Answer: C) Number of seconds in a month.

The statements below are true of patterns and relationships on a hundreds chart EXCEPT: A) Count by tens going down the far-right hand column. B) Starting at 11 and moving down diagonally you can find the same number in the ones and tens place. C) Starting at the 10 and moving down diagonally the numbers increase by ten. D) In a column the first number (tens digit) counts or goes up by ones as you move down.

Answer: C) Starting at the 10 and moving down diagonally the numbers increase by ten.

What is the valuable feature of what hundred charts and ten-frame cards demonstrate? A) The meaning behind the individual digits. B) The identity of the digit in the ones place and in the tens place. C) The distance to the next multiple of ten. D) The importance of place-value.

Answer: C) The distance to the next multiple of ten.

The mathematical language we use when introducing base-ten words is important to the development of the ideas. Identify the statement that consistently connects to the standard approach. A) Sixty-nine. B) Nine ones and 6 tens.

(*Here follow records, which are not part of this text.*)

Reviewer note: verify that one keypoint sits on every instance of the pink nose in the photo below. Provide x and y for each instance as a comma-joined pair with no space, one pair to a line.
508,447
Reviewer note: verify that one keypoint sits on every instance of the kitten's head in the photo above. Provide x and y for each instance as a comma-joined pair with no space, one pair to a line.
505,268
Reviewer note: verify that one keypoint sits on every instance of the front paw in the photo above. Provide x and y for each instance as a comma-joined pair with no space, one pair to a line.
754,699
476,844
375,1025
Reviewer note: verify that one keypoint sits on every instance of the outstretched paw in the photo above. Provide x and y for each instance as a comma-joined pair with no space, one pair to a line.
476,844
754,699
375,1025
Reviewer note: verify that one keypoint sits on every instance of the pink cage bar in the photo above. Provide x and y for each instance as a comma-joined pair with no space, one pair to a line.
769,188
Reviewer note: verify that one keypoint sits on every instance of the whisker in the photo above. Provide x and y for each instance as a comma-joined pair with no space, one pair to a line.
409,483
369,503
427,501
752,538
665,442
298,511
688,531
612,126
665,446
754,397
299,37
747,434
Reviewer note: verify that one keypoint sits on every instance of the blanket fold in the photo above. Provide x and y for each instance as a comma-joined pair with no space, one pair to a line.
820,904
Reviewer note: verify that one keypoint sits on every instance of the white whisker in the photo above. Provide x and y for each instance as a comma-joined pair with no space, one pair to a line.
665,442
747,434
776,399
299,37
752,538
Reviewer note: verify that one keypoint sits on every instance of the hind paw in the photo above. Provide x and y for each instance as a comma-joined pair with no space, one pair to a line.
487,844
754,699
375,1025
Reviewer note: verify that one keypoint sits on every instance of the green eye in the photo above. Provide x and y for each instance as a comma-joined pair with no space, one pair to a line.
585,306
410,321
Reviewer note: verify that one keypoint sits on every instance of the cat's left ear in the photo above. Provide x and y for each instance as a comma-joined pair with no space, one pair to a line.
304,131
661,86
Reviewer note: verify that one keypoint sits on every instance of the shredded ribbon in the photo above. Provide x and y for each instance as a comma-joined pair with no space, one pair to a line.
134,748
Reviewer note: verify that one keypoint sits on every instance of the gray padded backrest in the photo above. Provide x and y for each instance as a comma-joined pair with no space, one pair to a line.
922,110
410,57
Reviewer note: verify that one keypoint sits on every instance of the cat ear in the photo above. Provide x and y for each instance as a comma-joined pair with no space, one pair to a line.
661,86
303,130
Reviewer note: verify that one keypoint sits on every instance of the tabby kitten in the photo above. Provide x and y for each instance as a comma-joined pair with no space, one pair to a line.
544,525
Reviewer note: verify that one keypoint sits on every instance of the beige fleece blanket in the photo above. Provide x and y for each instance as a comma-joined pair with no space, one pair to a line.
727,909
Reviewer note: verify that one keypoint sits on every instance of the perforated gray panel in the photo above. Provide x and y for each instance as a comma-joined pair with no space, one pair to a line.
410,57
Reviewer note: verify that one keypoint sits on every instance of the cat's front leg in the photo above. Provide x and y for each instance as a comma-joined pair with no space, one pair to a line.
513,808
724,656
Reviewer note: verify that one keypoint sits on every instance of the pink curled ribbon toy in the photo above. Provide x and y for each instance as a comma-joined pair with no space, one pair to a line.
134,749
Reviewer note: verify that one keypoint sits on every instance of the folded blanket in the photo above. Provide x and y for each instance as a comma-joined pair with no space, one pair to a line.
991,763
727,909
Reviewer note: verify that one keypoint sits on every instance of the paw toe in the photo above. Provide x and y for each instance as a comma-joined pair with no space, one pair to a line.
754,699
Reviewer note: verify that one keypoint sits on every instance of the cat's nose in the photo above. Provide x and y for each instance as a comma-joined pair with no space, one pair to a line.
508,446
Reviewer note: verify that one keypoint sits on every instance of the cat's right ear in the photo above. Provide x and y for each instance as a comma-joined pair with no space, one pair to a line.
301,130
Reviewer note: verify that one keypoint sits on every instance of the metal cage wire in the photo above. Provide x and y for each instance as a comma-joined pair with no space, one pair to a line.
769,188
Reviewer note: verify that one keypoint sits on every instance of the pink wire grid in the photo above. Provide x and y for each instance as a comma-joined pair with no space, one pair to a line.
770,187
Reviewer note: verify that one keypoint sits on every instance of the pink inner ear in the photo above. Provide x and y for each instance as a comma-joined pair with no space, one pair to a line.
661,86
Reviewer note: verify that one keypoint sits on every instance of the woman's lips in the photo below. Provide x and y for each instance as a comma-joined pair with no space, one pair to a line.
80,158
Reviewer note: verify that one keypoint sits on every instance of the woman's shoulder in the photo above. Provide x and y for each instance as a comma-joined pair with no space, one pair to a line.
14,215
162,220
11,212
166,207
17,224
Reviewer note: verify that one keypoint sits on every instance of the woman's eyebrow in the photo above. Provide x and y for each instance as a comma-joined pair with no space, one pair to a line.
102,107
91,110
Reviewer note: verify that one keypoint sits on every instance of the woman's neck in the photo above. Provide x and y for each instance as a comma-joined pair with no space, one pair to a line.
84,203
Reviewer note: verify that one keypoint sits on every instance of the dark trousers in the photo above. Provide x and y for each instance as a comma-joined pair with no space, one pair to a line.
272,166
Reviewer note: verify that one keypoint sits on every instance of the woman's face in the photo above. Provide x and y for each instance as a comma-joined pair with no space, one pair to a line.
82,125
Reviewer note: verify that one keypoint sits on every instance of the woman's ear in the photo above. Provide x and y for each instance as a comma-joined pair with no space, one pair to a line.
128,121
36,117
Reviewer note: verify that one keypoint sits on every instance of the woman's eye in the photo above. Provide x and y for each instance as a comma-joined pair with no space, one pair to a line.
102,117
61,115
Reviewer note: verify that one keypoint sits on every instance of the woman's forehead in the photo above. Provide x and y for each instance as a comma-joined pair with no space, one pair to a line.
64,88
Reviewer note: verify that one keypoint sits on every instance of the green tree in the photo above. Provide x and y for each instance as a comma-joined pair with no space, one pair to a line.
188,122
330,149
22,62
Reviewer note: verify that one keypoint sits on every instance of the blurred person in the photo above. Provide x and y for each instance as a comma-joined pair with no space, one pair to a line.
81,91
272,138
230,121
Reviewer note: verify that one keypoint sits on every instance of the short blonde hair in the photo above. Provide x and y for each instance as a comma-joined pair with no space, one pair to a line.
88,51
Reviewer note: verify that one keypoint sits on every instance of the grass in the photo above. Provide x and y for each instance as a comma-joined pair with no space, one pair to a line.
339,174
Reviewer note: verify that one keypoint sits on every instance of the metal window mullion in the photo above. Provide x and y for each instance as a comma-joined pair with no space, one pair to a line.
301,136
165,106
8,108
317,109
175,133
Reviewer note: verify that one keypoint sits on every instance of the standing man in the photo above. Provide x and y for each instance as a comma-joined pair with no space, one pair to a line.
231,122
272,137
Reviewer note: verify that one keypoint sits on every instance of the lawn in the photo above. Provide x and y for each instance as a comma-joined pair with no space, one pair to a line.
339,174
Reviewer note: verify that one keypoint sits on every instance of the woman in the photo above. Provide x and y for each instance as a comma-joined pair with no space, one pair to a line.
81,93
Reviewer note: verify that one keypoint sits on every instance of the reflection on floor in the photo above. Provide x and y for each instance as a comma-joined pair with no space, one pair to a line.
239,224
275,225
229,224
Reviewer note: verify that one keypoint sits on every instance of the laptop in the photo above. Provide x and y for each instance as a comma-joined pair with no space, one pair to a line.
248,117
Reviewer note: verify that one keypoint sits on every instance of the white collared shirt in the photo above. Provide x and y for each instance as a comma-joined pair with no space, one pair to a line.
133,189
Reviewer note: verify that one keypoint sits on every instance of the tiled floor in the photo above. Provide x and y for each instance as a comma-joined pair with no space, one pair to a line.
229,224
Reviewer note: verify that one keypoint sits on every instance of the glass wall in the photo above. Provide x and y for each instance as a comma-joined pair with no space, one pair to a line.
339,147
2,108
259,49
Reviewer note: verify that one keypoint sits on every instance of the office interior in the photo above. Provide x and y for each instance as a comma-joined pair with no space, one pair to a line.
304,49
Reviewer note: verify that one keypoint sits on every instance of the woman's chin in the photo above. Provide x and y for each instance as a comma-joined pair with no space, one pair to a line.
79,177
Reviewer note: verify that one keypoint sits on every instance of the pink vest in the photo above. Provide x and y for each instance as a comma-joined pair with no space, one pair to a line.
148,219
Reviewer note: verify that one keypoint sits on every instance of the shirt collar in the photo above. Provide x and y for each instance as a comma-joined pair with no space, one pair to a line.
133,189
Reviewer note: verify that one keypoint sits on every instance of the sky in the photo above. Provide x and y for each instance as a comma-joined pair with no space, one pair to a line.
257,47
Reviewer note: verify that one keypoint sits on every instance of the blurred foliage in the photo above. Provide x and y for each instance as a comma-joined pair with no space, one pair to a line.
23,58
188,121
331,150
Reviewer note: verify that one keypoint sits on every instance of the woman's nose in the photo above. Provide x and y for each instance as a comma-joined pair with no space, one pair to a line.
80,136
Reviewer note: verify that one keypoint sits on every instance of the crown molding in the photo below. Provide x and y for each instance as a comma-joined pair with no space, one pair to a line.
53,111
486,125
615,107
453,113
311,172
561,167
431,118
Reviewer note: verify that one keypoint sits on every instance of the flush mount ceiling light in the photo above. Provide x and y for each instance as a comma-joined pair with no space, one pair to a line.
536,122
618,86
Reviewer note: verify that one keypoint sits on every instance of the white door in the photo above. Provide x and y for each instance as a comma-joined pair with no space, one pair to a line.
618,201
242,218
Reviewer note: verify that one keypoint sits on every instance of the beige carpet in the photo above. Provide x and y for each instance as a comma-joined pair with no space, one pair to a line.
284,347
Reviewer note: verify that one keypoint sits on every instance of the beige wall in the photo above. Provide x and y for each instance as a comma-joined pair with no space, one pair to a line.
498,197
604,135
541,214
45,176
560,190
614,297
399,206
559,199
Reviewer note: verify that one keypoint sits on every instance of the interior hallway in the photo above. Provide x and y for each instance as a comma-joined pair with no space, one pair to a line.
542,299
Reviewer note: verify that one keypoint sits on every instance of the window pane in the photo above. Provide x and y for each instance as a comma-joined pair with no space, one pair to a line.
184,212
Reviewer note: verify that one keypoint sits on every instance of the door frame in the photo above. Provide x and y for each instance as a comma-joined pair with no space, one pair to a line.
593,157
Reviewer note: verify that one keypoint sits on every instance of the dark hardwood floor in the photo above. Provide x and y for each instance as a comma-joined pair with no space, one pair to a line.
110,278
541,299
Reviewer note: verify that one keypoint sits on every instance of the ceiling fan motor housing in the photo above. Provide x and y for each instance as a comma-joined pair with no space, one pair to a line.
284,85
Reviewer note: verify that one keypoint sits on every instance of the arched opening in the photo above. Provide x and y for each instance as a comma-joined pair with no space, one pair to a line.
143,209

C) 6 tens and 9. D) 6 tens and 9 ones.

Answer: D) 6 tens and 9 ones.

Three section place-value mats can help students see the left to right order of the pieces. What statement below would correctly depict 705? A) 7 hundred blocks and 5 tens. B) 7 hundred blocks and 0 tens. C) 7 hundred blocks and 0 units. D) 7 hundred blocks and 5 units.

Answer: D) 7 hundred blocks and 5 units.

What does the relational understanding of place value begin with? A) Counting by ones and saying and writing the numeral. B) Counting by ones, making a model and saying and writing the numeral. C) Counting by tens and ones and saying and writing the numeral. D) Counting by tens and ones, making the model, saying and writing the numeral.

Answer: D) Counting by tens and ones, making the model, saying and writing the numeral.

All the examples below are examples of proportional base-ten models EXCEPT: A) Counters and cups. B) Cubes. C) Strips and squares. D) Money.

Answer: D) Money.

Place-value mats provide a method for organizing base-ten materials. What would be the purpose of using two ten-frames in the ones place? A) Show the left-to-right order of numbers. B) Show how numbers are built. C) Show that there is no need for regrouping. D) Show that there is no need for repeated counting.

Answer: D) Show that there is no need for repeated counting.

What are proportional models and discuss how they can contribute to students understanding of place-value? (essay question)

Answer: What are proportional models and how do they contribute to conceptual understanding? 1. Most clearly reflect the relationship of ones, tens and hundreds 2. Ten can be made from the single pieces 3. Pre-grouped models cannot be taken apart or put together 4. 10 single pieces must be traded or exchanged for a ten 5. Ten frames show the distance to the next ten All of the models provide physical evidence and practice with the concept of the ten-to-one relationship.